You are better off shooting in this style








Are they solid squares or tubes ?


----------



## Dayhiker (Mar 13, 2010)

How many of them pigeon breasts would it take to make an adequate serving of meat for most folks, not gluttonous?


----------



## gramps (Sep 22, 2011)

Dayhiker said:


> How many of them pigeon breasts would it take to make an adequate serving of meat for most folks, not gluttonous?


At least three if there's two of ya and you'd have to have taters and veg the reduce loads when cooked :£


----------



## Sean (Nov 17, 2011)

gramps said:


> You are better off shooting in this style
> 
> 
> 
> ...


Solid squares, never used them before until this slingshot arrived. They are just about impossible for me to pull back for what I like to
do and that's target shooting.


----------



## gramps (Sep 22, 2011)

Sean said:


> You are better off shooting in this style
> 
> 
> 
> ...


Solid squares, never used them before until this slingshot arrived. They are just about impossible for me to pull back for what I like to
do and that's target shooting.
[/quote]

Not the best for targets matey
There best with 14 mm lead flung at a squirrels head 







try 1745's doubled through the holes







much better 
I'd change them if I was you


----------



## Johnbaz (Oct 24, 2012)

Hi

I can recall as a nipper back in the 70's, buying the 1/4" solid black rubber by the yard from a local fishing shop!!

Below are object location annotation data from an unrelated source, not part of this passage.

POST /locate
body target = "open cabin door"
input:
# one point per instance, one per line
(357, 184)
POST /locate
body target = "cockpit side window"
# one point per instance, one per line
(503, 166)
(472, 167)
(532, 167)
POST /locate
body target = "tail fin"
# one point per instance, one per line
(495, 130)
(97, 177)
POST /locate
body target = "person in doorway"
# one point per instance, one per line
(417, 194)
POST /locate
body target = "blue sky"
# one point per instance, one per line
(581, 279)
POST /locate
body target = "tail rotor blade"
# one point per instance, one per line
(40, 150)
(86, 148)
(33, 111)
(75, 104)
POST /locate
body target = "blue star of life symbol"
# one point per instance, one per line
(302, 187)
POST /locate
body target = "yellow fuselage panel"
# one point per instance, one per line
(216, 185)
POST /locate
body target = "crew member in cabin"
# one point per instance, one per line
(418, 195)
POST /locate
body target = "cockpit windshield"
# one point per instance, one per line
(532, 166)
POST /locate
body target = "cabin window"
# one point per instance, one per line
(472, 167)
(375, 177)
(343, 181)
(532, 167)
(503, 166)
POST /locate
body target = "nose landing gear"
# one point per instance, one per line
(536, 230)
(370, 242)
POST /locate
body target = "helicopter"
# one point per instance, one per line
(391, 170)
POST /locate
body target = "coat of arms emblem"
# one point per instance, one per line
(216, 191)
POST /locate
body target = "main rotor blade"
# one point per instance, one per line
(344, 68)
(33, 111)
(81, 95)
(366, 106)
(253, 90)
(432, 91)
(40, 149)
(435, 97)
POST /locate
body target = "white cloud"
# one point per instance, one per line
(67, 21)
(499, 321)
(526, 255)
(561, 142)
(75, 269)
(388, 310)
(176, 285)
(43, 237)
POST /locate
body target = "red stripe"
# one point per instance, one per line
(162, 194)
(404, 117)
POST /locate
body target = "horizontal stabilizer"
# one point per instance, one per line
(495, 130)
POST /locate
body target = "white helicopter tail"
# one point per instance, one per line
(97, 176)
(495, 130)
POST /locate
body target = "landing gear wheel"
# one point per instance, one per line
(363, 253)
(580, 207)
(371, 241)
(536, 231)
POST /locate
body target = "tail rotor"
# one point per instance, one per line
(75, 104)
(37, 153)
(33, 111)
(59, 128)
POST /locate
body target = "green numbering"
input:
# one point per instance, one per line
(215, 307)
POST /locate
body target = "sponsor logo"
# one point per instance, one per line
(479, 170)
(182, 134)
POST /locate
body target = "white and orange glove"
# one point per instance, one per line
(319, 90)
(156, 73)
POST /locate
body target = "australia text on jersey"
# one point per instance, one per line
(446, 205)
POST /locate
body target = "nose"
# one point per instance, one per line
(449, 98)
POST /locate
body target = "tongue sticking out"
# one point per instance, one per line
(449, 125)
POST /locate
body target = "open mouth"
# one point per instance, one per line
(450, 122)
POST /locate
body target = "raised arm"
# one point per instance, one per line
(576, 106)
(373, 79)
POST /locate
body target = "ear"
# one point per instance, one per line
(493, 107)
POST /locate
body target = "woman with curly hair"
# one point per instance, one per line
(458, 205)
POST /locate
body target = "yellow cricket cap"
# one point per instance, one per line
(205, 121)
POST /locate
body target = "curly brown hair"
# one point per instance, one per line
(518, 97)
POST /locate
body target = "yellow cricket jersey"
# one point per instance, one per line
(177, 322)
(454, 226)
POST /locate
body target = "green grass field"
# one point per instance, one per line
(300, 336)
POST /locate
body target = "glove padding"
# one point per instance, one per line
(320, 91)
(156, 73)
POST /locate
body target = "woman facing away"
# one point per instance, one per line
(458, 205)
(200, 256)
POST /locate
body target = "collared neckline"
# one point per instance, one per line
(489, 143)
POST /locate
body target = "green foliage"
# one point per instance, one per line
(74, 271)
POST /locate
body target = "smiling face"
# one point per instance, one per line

I used to look out for nice forks in the hedges around where I lived and made many catties for my frinds too!!

I used to have one of those small aluminium Milbros and shot my thumb on around every other shot as I used it with my thumb in the depression









I still have a Maggapult which is very similar but larger for shooting loose feed out when fishing!!



















It's seen better days i'm afraid!!

Cheers, John


----------



## Sean (Nov 17, 2011)

gramps said:


> You are better off shooting in this style
> 
> 
> 
> ...


Solid squares, never used them before until this slingshot arrived. They are just about impossible for me to pull back for what I like to
do and that's target shooting.
[/quote]

Not the best for targets matey
There best with 14 mm lead flung at a squirrels head







try 1745's doubled through the holes







much better
I'd change them if I was you








[/quote]

I'll do that because I'm dying to try it out on a can or two. Thanks.


----------



## Scarecrow (Jul 25, 2012)

Nice shooting bud







Is that the brass version of the catapult or the bronze version ? I can't really tell from the picture.


----------



## gramps (Sep 22, 2011)

It's the brass mate- bronze is on the list next








Cheers for all the replies guys 
Happy hunting


----------



## Jim Williams (Jul 6, 2011)

I'm still yet to try Reggae Reggae sauce, is it really that good?


----------



## Charles (Aug 26, 2010)

Nice shooting! I have eaten a lot of mourning dove, but do not think I have ever eaten pigeon. There are some in the city here, but folks get upset if you try to shoot them.

Cheers ....... Charles


----------



## Geoff uk (Oct 22, 2012)

* @Jim Williams we get reggae reggae when its on offer at asda @a £1-00 a bottle..best spicy sauce we,ve ever tried treat yourself.......







*


----------



## Jim Williams (Jul 6, 2011)

Thanks Geoff, I will have to give it a try


----------



## whippetlad (Aug 29, 2013)

I've just recently brought a milbro with squares a lot of pull on the bands


----------